[Distutils] non-"standard" compilers...
Nicholas Bastin
nick.bastin at gmail.com
Fri May 27 18:41:41 CEST 2005
On 5/27/05, Phillip J. Eby <pje at telecommunity.com> wrote:
> At 12:15 PM 5/27/2005 -0400, Nicholas Bastin wrote:
> >Also, I'm assuming this is only true on unix? Win32 seems to pick
> >MSVC no matter what (and complain a lot if you don't have it).
>
> That's because MSVC is the only supported compiler for Python on that
> platform. There has been some work on supporting the MinGW compiler, and
> the MinGW compiler can be used to build extensions that work on Windows,
> but nobody has done any work on supporting any other compilers that I know of.
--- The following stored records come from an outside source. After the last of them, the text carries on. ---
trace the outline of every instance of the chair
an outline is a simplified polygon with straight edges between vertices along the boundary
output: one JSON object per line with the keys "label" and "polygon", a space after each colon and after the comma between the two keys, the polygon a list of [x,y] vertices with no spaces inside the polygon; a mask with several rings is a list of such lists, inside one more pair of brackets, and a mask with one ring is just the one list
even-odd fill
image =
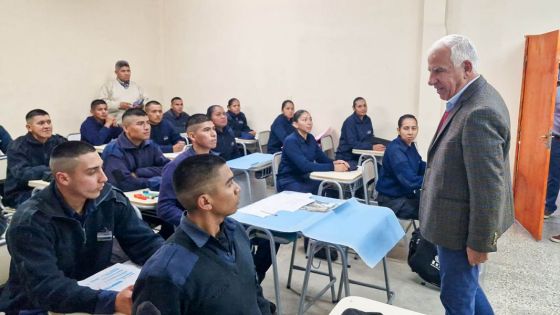
{"label": "chair", "polygon": [[80,141],[82,140],[82,135],[79,132],[69,133],[66,137],[68,141]]}
{"label": "chair", "polygon": [[367,205],[377,205],[377,191],[375,186],[378,179],[377,159],[375,156],[362,162],[362,186],[364,188],[364,201]]}
{"label": "chair", "polygon": [[276,152],[272,156],[272,180],[274,182],[274,189],[278,192],[278,185],[276,184],[276,175],[280,167],[280,160],[282,160],[282,152]]}
{"label": "chair", "polygon": [[261,153],[267,153],[268,151],[268,138],[270,138],[270,130],[260,131],[257,134],[257,145]]}
{"label": "chair", "polygon": [[321,149],[329,158],[334,159],[334,141],[331,135],[321,138]]}

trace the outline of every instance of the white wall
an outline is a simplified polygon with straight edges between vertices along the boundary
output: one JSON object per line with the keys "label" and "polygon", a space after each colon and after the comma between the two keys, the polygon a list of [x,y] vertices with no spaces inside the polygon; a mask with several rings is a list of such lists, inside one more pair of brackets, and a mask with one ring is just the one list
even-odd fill
{"label": "white wall", "polygon": [[118,59],[159,97],[160,34],[160,1],[3,0],[0,124],[17,137],[26,132],[25,114],[43,108],[56,133],[78,131]]}
{"label": "white wall", "polygon": [[152,98],[181,96],[194,113],[238,97],[257,130],[291,98],[311,111],[315,132],[338,132],[363,96],[379,136],[392,138],[401,114],[419,114],[424,151],[443,108],[426,84],[425,50],[463,33],[515,137],[524,35],[558,28],[557,12],[555,0],[4,0],[0,124],[23,134],[25,113],[41,107],[56,132],[78,130],[124,58]]}

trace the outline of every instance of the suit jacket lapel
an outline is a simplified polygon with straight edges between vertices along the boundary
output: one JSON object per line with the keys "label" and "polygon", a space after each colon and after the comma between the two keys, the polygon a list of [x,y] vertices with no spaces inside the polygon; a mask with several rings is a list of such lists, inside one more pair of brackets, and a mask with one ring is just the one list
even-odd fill
{"label": "suit jacket lapel", "polygon": [[432,142],[430,144],[430,147],[428,148],[428,158],[432,155],[433,150],[435,149],[436,145],[438,144],[439,140],[441,139],[441,136],[445,133],[445,130],[447,130],[447,127],[449,126],[449,124],[453,120],[453,117],[457,114],[457,112],[459,112],[459,110],[461,110],[461,108],[463,107],[463,104],[466,103],[471,98],[471,96],[474,94],[474,92],[478,91],[480,89],[480,87],[482,87],[485,83],[486,83],[486,80],[481,75],[480,78],[478,78],[475,82],[473,82],[463,92],[463,94],[459,98],[459,101],[457,102],[457,105],[455,105],[455,107],[451,110],[451,112],[449,113],[449,116],[447,116],[447,119],[445,120],[445,122],[441,126],[441,129],[439,130],[439,132],[436,131],[436,134],[432,138]]}

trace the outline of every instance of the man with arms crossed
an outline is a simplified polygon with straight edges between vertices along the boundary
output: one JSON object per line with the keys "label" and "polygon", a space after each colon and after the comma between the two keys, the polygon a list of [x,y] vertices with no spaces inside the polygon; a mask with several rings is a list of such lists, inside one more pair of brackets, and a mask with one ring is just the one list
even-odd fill
{"label": "man with arms crossed", "polygon": [[54,181],[17,209],[8,228],[12,260],[0,311],[130,314],[131,287],[93,290],[76,282],[111,265],[113,239],[136,264],[163,243],[125,195],[107,183],[102,164],[85,142],[53,150]]}
{"label": "man with arms crossed", "polygon": [[428,52],[428,84],[447,101],[428,149],[422,235],[437,245],[446,314],[493,314],[479,264],[513,223],[510,121],[500,94],[476,71],[470,40],[448,35]]}

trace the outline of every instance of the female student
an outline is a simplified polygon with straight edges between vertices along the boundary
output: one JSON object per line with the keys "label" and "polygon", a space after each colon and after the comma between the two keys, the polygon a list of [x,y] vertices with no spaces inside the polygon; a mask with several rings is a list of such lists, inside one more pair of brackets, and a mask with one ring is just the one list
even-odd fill
{"label": "female student", "polygon": [[294,114],[293,126],[296,129],[286,137],[282,159],[277,175],[278,190],[317,193],[319,181],[309,178],[315,171],[345,172],[349,165],[345,161],[332,161],[319,148],[315,137],[310,133],[313,120],[308,111],[300,109]]}
{"label": "female student", "polygon": [[214,123],[214,126],[216,126],[218,142],[214,151],[220,153],[220,157],[226,161],[240,157],[241,152],[235,143],[233,130],[228,126],[224,108],[220,105],[212,105],[206,110],[206,116],[208,116]]}
{"label": "female student", "polygon": [[116,139],[123,131],[115,117],[109,115],[104,100],[94,100],[90,105],[91,116],[80,126],[82,141],[91,145],[102,145]]}
{"label": "female student", "polygon": [[241,103],[236,98],[232,98],[227,103],[227,120],[228,126],[233,130],[236,138],[241,139],[255,139],[257,134],[247,125],[247,118],[241,112]]}
{"label": "female student", "polygon": [[294,102],[285,100],[282,102],[282,114],[278,115],[270,126],[270,137],[268,138],[267,152],[274,154],[282,151],[284,139],[294,132],[292,126],[292,117],[294,117]]}
{"label": "female student", "polygon": [[367,103],[363,97],[356,97],[352,102],[354,113],[342,124],[340,141],[336,150],[336,158],[356,166],[359,155],[353,149],[384,151],[383,139],[375,138],[373,125],[367,115]]}
{"label": "female student", "polygon": [[426,170],[414,143],[418,122],[413,115],[403,115],[398,126],[399,136],[389,143],[383,156],[377,201],[400,219],[418,219],[419,189]]}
The Intel C++ compiler works perfectly well (we build and ship using
this compiler). However, because we do this, we can't use any
distutils-distributed extension modules, because they complain that we
don't have the .NET runtime or some such. I usually just try to
construct makefiles for the extension modules in each package, and
that works reasonably well for most extensions.
Also, does distutils support the notion of installation a 'FAT'
distribution? We also have to tear each install apart to put the .py
files in a platform independent place, and the .pyd's in a
platform-specific location, which usually involves a lot of magic
tricks when the .pyd's are imported as part of a package.